When To Rack Into Secondary Fermenter
I just completed primary fermentation on a batch of black cherry wine. 20 lbs of cherries in 5 gallons of water, sugar to sg 1.097. 71B yeast. The final sg was .996. I sampled it while racking into the secondary, and it’s very sour. Like, lemon sour. All the sugar is gone, so there’s just sour cherry flavor. Will back-sweetening once it’s cleared correct this? I’m concerned I’ll end with a wine that’s akin to lemonade. A sour flavor, yet sugary.
Michael, it could be that the wine is high in acid and that is why it tastes sour. I would recommend testing the acid of the wine. If the acid is within the appropriate range then it may just be that it is a dry and back-sweetening can help.
My wine doesn’t taste balanced it seems to be acidic but the ph is perfect for a red, tannins and oak are noted just the acid needs to be softened.
It is possible for a wine in a normal pH range to be too tart/sharp tasting. This is because pH does not directly correlate to acidic taste. Some acid that affect the pH don’t affect the flavor all that much. I would suggest treating the wine with potassium bicarbonate to lower the acidic flavor. Here’s more information on this:
In Plain English: The Difference Between pH and Titratable Acidity In Wine
I have an abundance of paw paw fruit growing on my property and decided to try making it into wine. I followed a recipe for peaches since I couldn’t find one for paw paws. Fermentation went well. Took about 4 weeks. I strained the fruit from the liquid and took a hydrometer reading and got a reading of .0997 and an alcohol reading of 6. I just used bread yeast since I wasn’t sure how paw paws would do with wine. The liquid is very cloudy and really has no taste.
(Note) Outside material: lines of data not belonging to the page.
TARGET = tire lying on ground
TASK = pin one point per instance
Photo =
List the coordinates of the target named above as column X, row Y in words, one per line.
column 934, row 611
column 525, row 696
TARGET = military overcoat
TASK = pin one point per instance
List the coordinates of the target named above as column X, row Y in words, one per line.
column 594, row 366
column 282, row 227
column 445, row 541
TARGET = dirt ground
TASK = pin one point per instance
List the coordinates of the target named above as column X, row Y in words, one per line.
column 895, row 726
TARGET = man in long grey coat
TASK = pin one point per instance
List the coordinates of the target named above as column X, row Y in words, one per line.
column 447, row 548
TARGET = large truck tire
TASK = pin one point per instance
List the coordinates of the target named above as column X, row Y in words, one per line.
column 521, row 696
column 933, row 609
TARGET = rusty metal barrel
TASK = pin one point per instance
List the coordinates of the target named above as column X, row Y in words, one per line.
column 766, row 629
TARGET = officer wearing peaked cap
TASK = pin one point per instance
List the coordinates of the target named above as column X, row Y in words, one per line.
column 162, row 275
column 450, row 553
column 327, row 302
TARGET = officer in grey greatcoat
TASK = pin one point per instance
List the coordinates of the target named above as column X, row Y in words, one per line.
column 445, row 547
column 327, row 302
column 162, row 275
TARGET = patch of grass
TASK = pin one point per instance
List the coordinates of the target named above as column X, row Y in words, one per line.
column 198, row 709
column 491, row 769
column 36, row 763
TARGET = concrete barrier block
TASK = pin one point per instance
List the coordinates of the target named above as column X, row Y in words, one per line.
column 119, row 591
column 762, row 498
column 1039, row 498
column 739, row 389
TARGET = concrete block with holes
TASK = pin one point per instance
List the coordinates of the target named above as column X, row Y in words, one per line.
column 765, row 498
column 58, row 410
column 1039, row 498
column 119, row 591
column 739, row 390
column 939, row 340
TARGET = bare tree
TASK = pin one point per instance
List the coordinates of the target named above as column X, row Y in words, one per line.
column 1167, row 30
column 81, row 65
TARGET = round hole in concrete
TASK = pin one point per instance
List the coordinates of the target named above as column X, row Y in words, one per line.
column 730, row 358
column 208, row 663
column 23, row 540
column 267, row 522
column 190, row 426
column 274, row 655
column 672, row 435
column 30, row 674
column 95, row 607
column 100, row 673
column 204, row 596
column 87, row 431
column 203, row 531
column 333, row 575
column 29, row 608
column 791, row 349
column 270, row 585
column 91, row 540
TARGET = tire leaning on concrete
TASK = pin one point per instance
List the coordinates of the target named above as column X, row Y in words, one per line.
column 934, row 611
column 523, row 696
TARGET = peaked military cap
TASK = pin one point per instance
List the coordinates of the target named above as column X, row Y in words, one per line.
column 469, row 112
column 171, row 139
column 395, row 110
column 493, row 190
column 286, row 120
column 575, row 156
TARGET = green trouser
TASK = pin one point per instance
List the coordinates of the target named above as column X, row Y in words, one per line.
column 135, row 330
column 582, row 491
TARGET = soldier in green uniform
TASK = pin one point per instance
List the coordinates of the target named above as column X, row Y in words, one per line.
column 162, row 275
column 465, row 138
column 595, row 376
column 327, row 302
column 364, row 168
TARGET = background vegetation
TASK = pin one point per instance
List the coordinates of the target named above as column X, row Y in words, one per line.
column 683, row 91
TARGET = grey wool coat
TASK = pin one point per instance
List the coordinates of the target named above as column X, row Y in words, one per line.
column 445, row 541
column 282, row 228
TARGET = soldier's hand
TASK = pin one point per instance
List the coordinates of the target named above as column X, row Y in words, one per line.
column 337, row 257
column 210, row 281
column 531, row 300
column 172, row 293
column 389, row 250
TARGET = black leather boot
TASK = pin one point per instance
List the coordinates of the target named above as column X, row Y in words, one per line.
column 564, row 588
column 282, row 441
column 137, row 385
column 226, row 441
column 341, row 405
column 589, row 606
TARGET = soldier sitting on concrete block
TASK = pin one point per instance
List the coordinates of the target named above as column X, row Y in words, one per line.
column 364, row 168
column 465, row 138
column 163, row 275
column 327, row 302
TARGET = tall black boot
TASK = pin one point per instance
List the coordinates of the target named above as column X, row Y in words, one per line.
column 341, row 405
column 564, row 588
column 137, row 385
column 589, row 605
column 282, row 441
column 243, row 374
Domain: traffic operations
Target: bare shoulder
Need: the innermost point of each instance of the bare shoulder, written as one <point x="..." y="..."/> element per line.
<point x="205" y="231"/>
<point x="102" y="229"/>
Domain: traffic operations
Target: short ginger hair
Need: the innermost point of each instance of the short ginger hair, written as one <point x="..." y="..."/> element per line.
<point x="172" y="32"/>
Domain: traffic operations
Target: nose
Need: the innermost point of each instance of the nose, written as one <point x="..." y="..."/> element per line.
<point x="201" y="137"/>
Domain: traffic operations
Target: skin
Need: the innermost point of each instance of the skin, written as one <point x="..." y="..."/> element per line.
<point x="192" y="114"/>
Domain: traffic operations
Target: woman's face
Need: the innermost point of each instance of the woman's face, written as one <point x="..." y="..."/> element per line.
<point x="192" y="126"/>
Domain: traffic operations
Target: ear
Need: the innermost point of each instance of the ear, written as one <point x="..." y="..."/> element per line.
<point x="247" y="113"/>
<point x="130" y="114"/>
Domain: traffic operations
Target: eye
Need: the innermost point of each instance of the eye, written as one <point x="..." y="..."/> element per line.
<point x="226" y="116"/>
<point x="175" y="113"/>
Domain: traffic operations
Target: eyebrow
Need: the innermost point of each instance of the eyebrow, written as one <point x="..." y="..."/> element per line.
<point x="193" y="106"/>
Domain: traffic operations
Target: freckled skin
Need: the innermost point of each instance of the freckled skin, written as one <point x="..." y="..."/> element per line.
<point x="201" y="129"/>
It’s rather dry and tart but not vinegary. Smells good but I’m not sure where I go from here. Comments and suggestions……
Jerry, when the fermentation is complete it is normal for the wine to be dry and could be why it does not have much flavor at this point. Back-sweetening the wine will help bring back the fruity flavors. Regarding the wine being cloudy, there are a few reasons this can occur as listed in the article posted below. If the wine is tart, it may be too high in acid and you need to reduce the acidity. We have posted an article below on how to adjust the acid.
Getting A Handle On Wine Acidity
I started a batch of watermelon from pressed watermelon juice. Started aggressive and in 4 days is 14% and kept temp at 66′. Has a slight sourness to it. Do you think it’s bad or just needs time to age?
Ryan, it is normal for the wine to not taste it’s best at this point in the process and aging will help. However, if it tastes sour, i would check the acid to see if it is too high.
My first batch of wine. My dad says it tastes sharp. How do I fix it ? The color looks good and clearing very well.
Dana, if the wine tastes sharp it may be high in acid. The following article will explain how to test the acid level and how to correct the acid if it is too high or too low.
Getting a Handle On Wine Acidity
This is day 10 fermenting 1 gallon of rice wine, I got the recipe on YouTube from a Mongolian I think it was.
N E way, it has just about quit fermenting, it tastes very dry, and a little about. But it doesn’t smell like vinegar, I used alpha enzyme and no sugar, I think I should bottle it now but I’m not sure. One things for sure if it doesn’t taste better I’ll be the only one drinking it.